Was it not Lord Denning who exhorted judges not to be timorous souls but to be bold spirits, ready to allow a new cause of action, if justice so required. Candelar v. Craine Chrsmas & Co., (1951) 2 KB 164 at 178.

14. We may profitably consider at this stage what the American law on the subject is because in the United Sates the law has always shown a greater capacity for adjustment and growth than elsewhere. The doctrine of promissory estopped has displayed remarkable vigour and vitality in the hands of American Judges and it is still rapidly developing and expanding in the United States. it may be pointed out that this development does not derive its origin in any way from the decision of Lord Denning in the High Trees’ case but ante-dates this decision by a number of years ; perhaps it is possible that it may have helped to inspire that decision. It was long before the decision in the High Trees case that the American Law Institute’s Restatement of the Law of Contracts came out with the following proposition in Article 90 :

“A promise which the promisor should reasonably expect to induce action or forbearance of a definite and substantial character on the part of the promisee, and which does induce such action or forbearance, is binding if injustice can be avoided only by enforcement of the promise.”

This proposition was explained and elucidated by several illustrations given in the article and one of such illustrations was as follows :

“A promise B to pay him an annuity during B’s life. B thereupon resigns a profitable employment, as A expected that he might. B receives the annuity for some years, in the meantime becoming disqualified from again obtaining good employment. A’s promise is binding.”

It is true that the Restatement has not the same weight, as a source of law, as actual decisions of courts of high standing, yet the principle set out in Article 90 has in fact formed the basis of a number of decisions in various States and it is now becoming increasingly clear that a promise may in the United States derive contractual enforceability if it has been made by the promisor intending that it should be acted on and the promisee has altered his position in reliance on it, notwithstanding that there is no consideration in the sense in which that word is used in English and Commonwealth jurisprudence. Of course the basic requirement for invoking this principle must be present, namely, that the fact-situation should be such that “injustice can be avoided only by enforcement of the promise.” There are numerous examples of the application of this principle to be found in recent American decisions. There is, for instance, the long line of cases in which a promise to give a charitable subscription has been consistently held to be enforceable at the suit of the charity. Though attempts have been made to justify these decisions by reasoning that the charity by commencing or continuing its charitable work after receiving promise has given good consideration for it, we do not think that, on closer scrutiny, the enforceability of the promise in these cases can be supported by spelling out the presence of some form of consideration and the true principle on which they are really based is the principle of promissory estoppel. This is also the view expressed in the following statement at page 657 of Vol. 19 of American Jurisprudence :

“A number of courts have upheld the validity of charitable subscriptions on the theory of promissory estoppel holding that while a mere promise to contribute is unenforceable for want of consideration, if money has been expanded or liabilities have been incurred in reliance on the promise so that non fulfilment will cause injury to the payee, the donor is estopped to assert the lack of consideration, and the promise will be enforced.”

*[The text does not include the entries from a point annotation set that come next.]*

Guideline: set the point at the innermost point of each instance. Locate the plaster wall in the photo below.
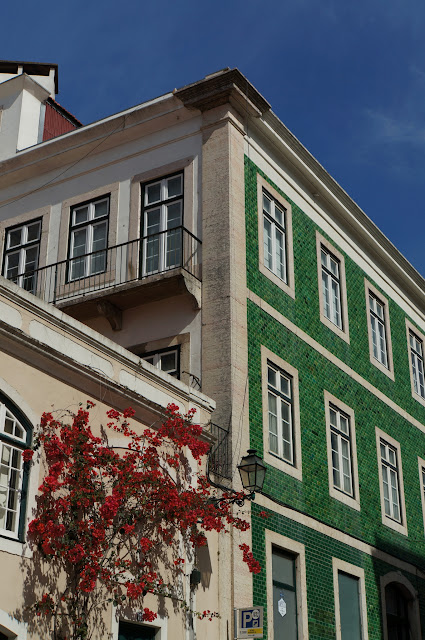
(48, 82)
(30, 120)
(149, 323)
(11, 106)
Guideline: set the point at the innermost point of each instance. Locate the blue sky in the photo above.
(348, 79)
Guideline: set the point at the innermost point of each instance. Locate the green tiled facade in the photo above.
(317, 374)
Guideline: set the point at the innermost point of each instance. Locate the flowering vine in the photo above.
(110, 521)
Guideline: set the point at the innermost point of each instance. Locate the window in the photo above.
(88, 238)
(284, 595)
(342, 453)
(332, 290)
(379, 331)
(15, 436)
(391, 483)
(397, 616)
(415, 341)
(131, 631)
(167, 360)
(287, 610)
(275, 237)
(21, 254)
(400, 607)
(282, 438)
(377, 323)
(341, 450)
(350, 601)
(417, 361)
(162, 224)
(421, 465)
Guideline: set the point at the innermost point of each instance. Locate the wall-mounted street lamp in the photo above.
(252, 471)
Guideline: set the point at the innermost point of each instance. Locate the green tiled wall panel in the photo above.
(316, 374)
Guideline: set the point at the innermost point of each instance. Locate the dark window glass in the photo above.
(398, 627)
(349, 607)
(284, 596)
(129, 631)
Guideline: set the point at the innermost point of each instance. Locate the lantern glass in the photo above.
(252, 471)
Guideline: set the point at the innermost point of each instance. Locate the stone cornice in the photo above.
(223, 87)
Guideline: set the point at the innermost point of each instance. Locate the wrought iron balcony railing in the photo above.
(114, 266)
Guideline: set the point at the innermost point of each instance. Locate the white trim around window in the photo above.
(339, 566)
(421, 468)
(380, 348)
(286, 283)
(334, 313)
(276, 540)
(294, 467)
(349, 495)
(396, 521)
(416, 361)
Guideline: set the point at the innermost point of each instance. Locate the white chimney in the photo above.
(24, 89)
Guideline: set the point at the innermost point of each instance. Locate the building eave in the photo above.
(324, 189)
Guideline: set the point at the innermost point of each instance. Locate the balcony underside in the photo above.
(132, 294)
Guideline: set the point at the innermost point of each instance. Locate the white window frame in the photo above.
(294, 470)
(389, 368)
(90, 225)
(274, 539)
(421, 468)
(343, 330)
(339, 566)
(289, 285)
(410, 328)
(400, 527)
(350, 500)
(22, 248)
(164, 233)
(16, 444)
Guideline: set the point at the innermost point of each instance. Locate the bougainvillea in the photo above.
(110, 521)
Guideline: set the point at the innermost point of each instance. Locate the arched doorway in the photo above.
(400, 608)
(397, 612)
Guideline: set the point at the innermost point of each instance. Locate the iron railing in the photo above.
(114, 266)
(220, 456)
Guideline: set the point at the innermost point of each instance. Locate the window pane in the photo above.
(174, 215)
(153, 193)
(152, 222)
(12, 265)
(169, 362)
(283, 567)
(79, 242)
(101, 208)
(175, 186)
(349, 604)
(268, 244)
(81, 215)
(14, 238)
(33, 231)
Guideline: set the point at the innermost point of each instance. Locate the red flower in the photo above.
(27, 455)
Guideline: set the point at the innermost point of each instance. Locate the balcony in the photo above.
(164, 263)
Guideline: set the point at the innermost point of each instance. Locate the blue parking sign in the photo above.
(249, 622)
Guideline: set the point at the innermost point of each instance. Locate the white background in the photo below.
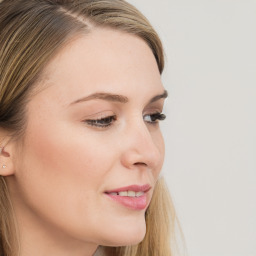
(211, 127)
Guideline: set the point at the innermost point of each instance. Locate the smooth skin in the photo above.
(58, 175)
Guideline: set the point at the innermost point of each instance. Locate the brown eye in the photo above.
(154, 118)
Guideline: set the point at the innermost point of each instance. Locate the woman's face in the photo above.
(92, 130)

Chief Justice Cardozo, presiding over the Court of Appeals of the State of New York, explained the ratio of these decisions in the same terms in Allegheny College v. National Cheutenqus County Bank, 57 ALR 98o ;

“The half-truths of one generation tend at times to perpetuate themselves in the law as the whole truths of another, when constant repetition brings it about that qualifications, taken once for granted, are disregarded or forgotton. The doctrine of consideration has not escaped the common lot. As far back as 1881, Judge Holmes in his lactures on the Common Law (p. 292) separated the detriment which is merely a consequence of the promise from the detriment which is in truth the motive or inducement, and yet added that the courts ‘have gone far in obliterating this distinction’. The tendency toward effacement has not lessened with the years. On the contrary there has grown up of recent days a doctrine that a substitute for consideration or an exception to its ordinary requirements can be found in what is styled a ‘promissory estoppel’. Willston Contract, Section 139, 116. Whether the exception has made its way in this State to such an extent as to permit us to say that the general law of consideration has been modified accordingly was attempt to say. Cases such as 234 N. Y. 479 and 221 N. Y 431 may be signposts on the road. Certain at least it is that we have adopted the doctrine of promissory estoppel as the equivalent of consideration in connection with our law of charitable subscriptions. So long as those decisions stand the question is not merely whether the enforcement of a charitable subscription can be squar2d with the doctrine of consideration in 11 its ancient rigor. The question may also be whether ft can be squared with the doctrine of consideration as qualified by the doctrine of promissory estoppel.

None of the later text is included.